Chapter Four: The Miracle

T
he sun was rising and Ian had walked all night.

“There’s got to be a farm, macadam, a dirt road, a caravan park, a McDonald’s, Starbucks, anything that denotes civilization.”

He had long ago lost track of the horse path he had taken from the lake, and from his breathtaking captor. She looked even lovelier asleep. Shame to have to bathe and run, but if she was not willing to join him; he didn’t have a reason to hang around. He did not wish to wait and find out what other cultish delights she had in store for him. Bess was far too wedded to this role she was playing, even allowing some maniac she called Lachlan to chain her to a rock with a rising tide.

He shoved aside the millionth tree branch and plodded forward up hill, always up hill, rarely down hill. He could have very well been tramping through the Scottish Highlands if he was not certain he was in the Sierra-Nevada’s. People get lost in the wilds of America all the time. Trying to survive like Bear Grylls was a better option than what Bess Campbell, Highland warrior Princess, probably had planned for him.

“Her next plan could be to put me in an underground tomb with enough food and air for a week while she and her plaid hangers-on waited for a ransom.”

His imagination was overwrought. No one would pay any ransom.

He slipped down a rocky slope, the bottoms of his boots skiing on the stones. He grabbed a pine bough to keep from falling the rest of the way down the slope that had come out of nowhere.

“Ye’re an outcast.” He mocked Bess’s Scots inflection, which felt oddly comfortable on his tongue. He had suppressed his accent for too long, although Americans could tell right off where he was from. Well, most anyway. Some had asked him if he was from England or Ireland. To those he just said, “aye.”

“Aye, aye, bloody aye. Why kidnap Ian MacLean when his life isn’t worth a damn?”

He winced.

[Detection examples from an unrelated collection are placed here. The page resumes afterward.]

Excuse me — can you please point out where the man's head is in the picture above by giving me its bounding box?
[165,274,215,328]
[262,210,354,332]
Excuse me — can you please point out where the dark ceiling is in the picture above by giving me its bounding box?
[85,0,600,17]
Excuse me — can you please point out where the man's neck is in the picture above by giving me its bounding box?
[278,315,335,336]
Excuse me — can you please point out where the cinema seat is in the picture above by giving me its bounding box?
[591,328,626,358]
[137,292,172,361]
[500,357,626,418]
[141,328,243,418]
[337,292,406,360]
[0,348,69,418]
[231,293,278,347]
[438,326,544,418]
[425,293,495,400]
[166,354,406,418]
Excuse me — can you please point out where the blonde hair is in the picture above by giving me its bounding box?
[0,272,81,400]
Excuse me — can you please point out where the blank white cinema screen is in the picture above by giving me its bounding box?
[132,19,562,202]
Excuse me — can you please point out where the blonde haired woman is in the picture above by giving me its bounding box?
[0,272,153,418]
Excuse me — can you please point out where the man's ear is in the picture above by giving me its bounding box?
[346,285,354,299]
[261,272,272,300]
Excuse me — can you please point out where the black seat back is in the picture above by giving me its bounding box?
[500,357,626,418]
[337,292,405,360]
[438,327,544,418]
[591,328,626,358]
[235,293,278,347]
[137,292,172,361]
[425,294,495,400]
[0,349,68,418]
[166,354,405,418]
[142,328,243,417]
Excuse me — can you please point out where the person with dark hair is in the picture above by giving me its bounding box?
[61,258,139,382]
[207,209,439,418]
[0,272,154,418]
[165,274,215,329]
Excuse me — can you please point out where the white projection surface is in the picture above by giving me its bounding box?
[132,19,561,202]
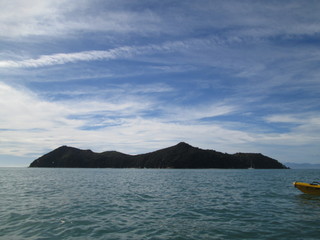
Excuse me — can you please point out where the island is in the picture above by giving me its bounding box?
[29,142,287,169]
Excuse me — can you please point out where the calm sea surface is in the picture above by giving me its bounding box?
[0,168,320,240]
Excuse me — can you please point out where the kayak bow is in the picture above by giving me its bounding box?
[293,182,320,196]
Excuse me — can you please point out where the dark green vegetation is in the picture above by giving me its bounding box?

He drove his body forward, pressing his mind for more pleasant thoughts.

Bess Campbell. Too bad she was in a cult, brainwashed to really believe she was a Highland chief with a murderous husband who wanted to take over her land. It was one hell of a good story, the stuff of Scottish legends. He had looked into her eyes, searching desperately for some sanity there. Her gaze told him nothing but the truth of her belief that she was this woman she pretended to be.

He stopped at the base of the hill. Ahead, speared by the rays of the rising sun, was a small clearing, and a building of some kind. He could not see but a fraction of it through the trees.

“Well, zip-a-dee-doo-dah,” he murmured. “Finally. And where there’s a building, there’s got to be someone with a mobile phone and maybe some food.”